The Constitution of the Commonwealth of Australia was brought into being on January 1, 1901, in the last few months of Queen Victoria's reign and in its words, was to consist of the Queen, the Senate and the House of Representatives.
The first Commonwealth Parliament was opened by my grandfather, representing his father, King Edward VII, in Melbourne, on May 9, 1901.
On March 12, 1913, the new Commonwealth capital was inaugurated at Canberra and the first meeting of Parliament took place there on May 9, 1927, when my father opened Parliament House and addressed an assembly in the Senate Chamber.
Then this year, 1963, I came to Australia to take part in Canberra's 50th anniversary celebration. These are all vitally important milestones in Australia's history because they represent progressive steps.
The rivalry between the States, the intense local patriotism of cities and districts is a typical sign of a healthy and vigorous democratic people, but Australia's future and prospects turn on the whole Australian nation.
Of all the continents, Australia has the unique distinction and advantage of being one people under one Government.
The stress of two great wars has shown the underlying unity of Australians and every ex-Serviceman knows that when there is serious work to be done, Diggers stick together under a common loyalty.

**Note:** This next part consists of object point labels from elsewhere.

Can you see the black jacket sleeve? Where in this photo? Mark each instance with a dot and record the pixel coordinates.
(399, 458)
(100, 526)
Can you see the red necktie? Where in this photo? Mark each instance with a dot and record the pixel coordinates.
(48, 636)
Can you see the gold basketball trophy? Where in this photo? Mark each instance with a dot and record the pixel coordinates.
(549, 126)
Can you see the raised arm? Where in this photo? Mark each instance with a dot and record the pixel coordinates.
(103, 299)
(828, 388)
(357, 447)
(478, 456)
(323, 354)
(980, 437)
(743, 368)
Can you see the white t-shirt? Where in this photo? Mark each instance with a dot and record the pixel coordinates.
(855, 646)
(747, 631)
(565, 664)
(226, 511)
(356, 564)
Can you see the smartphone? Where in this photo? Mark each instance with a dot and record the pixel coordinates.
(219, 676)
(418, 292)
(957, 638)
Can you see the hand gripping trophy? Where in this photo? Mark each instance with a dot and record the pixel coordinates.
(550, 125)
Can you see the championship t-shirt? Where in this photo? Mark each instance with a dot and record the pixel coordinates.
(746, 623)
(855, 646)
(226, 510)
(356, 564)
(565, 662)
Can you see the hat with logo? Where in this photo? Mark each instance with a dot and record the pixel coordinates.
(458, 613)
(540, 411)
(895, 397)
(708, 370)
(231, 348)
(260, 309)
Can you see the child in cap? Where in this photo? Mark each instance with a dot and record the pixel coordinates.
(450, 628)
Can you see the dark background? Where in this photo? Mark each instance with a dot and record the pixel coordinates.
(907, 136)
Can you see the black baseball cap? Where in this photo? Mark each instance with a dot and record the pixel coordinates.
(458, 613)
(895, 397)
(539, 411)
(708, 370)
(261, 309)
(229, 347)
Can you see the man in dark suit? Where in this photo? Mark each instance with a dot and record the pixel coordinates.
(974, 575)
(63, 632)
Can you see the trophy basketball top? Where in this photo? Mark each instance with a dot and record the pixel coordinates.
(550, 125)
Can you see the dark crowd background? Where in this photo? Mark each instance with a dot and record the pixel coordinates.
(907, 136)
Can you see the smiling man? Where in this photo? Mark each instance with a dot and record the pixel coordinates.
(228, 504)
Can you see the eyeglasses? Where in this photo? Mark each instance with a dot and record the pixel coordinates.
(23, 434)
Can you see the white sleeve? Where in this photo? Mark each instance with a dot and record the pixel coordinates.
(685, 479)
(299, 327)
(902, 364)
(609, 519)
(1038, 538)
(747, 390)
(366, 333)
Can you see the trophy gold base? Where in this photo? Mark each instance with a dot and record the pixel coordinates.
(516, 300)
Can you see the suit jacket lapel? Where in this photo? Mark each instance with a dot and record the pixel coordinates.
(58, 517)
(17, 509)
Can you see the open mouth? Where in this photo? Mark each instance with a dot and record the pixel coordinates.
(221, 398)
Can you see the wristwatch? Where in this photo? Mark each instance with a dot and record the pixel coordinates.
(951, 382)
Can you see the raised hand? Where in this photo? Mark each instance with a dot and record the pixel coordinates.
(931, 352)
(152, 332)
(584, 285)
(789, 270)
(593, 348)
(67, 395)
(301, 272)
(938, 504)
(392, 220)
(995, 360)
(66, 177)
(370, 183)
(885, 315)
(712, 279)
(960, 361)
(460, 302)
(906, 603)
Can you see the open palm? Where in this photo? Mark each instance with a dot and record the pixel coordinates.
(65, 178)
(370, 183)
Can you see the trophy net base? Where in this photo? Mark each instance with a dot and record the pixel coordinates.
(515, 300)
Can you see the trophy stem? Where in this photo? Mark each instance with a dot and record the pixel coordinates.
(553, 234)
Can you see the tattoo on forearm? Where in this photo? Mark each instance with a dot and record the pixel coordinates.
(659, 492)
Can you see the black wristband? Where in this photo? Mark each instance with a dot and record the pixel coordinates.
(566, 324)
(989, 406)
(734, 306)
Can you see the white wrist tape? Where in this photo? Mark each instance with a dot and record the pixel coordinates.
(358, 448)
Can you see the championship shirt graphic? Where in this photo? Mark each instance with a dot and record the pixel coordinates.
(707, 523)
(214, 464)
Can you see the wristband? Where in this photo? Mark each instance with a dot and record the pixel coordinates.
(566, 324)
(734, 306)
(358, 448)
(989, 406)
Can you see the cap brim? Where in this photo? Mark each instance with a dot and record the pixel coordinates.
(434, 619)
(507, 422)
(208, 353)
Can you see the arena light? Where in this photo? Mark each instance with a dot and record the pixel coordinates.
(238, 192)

We can all pray that the world will never again demand the sacrifice of so many brave men but let us also remember the lessons of unity they taught us.
That is the message and significance of a Canberra Day.
Even though Australia is now only about 24 hours travelling from London it seemed a pity to restrict my visit to the celebrations in Canberra.
We therefore decided to stay a bit longer and, in order to be perfectly fair, to pay a short visit to each of the State capitals.